Si sono concluse le consultazioni del Presidente della Repubblica, Sergio Mattarella, al Quirinale. Gli ultimi ad incontrare il capo dello Stato sono stati i 5 Stelle. Il Colle si è preso due ore di riflessione e parlerà intorno alle 20.

“Non lasciamo la nave affondare, perché l’Italia siamo tutti, a dispetto degli interessi di parte” ha detto Di Maio dopo l’incontro con il presidente della Repubblica. “Sono state avviate tutte le interlocuzioni per avere una maggioranza solida che voglia convergere sui punti indicati.

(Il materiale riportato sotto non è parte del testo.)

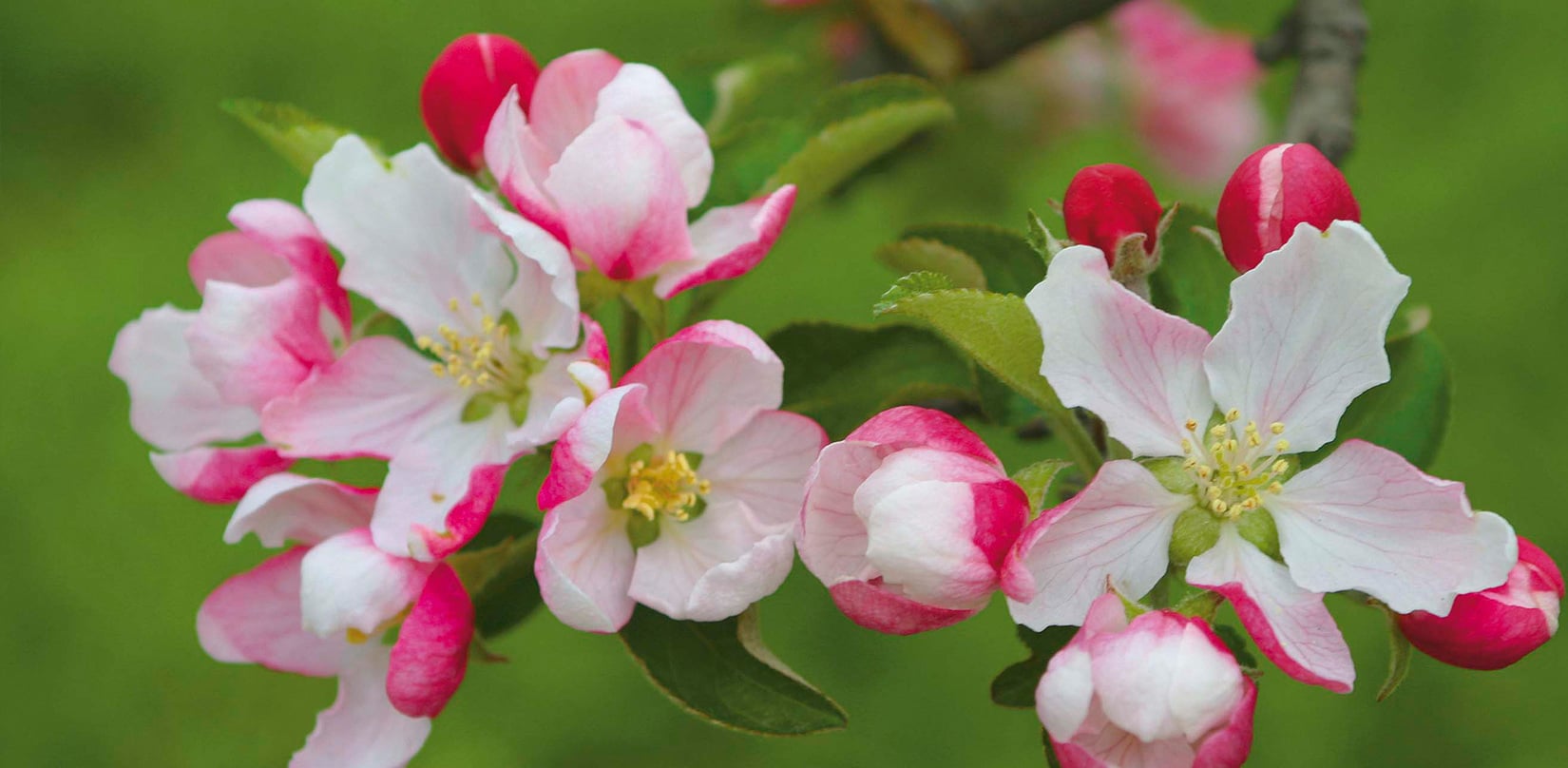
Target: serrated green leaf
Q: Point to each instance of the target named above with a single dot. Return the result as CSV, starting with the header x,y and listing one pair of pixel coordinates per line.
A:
x,y
842,374
292,132
720,671
1194,278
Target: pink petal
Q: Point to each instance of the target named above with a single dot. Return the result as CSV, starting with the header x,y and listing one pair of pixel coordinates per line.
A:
x,y
585,565
431,651
361,729
1290,624
219,475
255,618
1305,333
171,405
728,241
1119,528
1366,519
621,200
1115,355
287,507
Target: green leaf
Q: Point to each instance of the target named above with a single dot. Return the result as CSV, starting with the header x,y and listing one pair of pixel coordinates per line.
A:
x,y
855,125
720,671
1008,262
1037,478
1015,687
1194,278
292,132
842,374
1410,413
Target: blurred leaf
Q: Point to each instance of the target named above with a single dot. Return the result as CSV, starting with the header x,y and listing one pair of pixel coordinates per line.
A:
x,y
1015,687
842,374
1410,413
1194,278
720,671
292,132
855,125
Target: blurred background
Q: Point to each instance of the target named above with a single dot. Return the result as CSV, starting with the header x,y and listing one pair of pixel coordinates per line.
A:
x,y
115,162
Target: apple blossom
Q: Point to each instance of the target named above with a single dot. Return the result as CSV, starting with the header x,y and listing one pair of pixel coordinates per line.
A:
x,y
1303,339
1273,190
323,608
1495,627
465,85
609,161
1159,692
908,521
678,490
272,312
501,366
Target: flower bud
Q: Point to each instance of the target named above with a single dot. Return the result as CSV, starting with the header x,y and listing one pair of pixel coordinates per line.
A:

Noi non lasciamo affondare la nave, che a pagare siano gli italiani” ha aggiunto. “I cittadini che ci hanno votato il 4 marzo, l’hanno fatto per cambiare l’Italia non il Movimento e penso anche che il coraggio non è di chi scappa ma chi prova fino in fondo a cambiare le cose, anche sbagliando con sacrificio e provando a fare le cose. Il voto – ha sottolineato il capo politico dei 5s – non ci intimorisce affatto ma il voto non può essere la fuga dalle promesse fatte dagli italiani. Abbiamo tante cose da fare”. “Abbiamo informato il capo dello Stato di quelli che secondo noi sono obiettivi prioritari per gli italiani, dieci impegni che secondo noi devono essere portati a compimenti”.

 

Prima dei pentastellati al Colle era salita la Lega guidata da Matteo Salvini. Queste le principali dichiarazioni del leader del Carroccio dopo il colloquio con Mattarella. “Un “accordo contro”, tra Pd e M5S, è la vecchia politica. Io non penso che l’Italia abbia bisogno di un “governo contro”. Se poi qualcuno mi dice “ragioniamo perché i “no” diventano “si”, miglioriamo la squadra, diamoci un obiettivo, facciamo qualcosa “non contro” ma “per”, io l’ho sempre detto, sono una persona concreta, non porto rancore guardo avanti, non indietro”. “Ho scoperto che tanti no, si sarebbero trasformati in si. Ci sono alcuni 5s che appoggerebbero una manovra coraggiosa: ho scoperto che ci sarebbero alcuni disponibili. Aver scoperchiato il vaso è stato utile per capire. Ma malgrado gli insulti, vado avanti”. “Ero consapevole di un governo fermo, ma se si vuol far ripartire il Paese noi siamo pronti senza pregiudiziali senza guardare indietro”.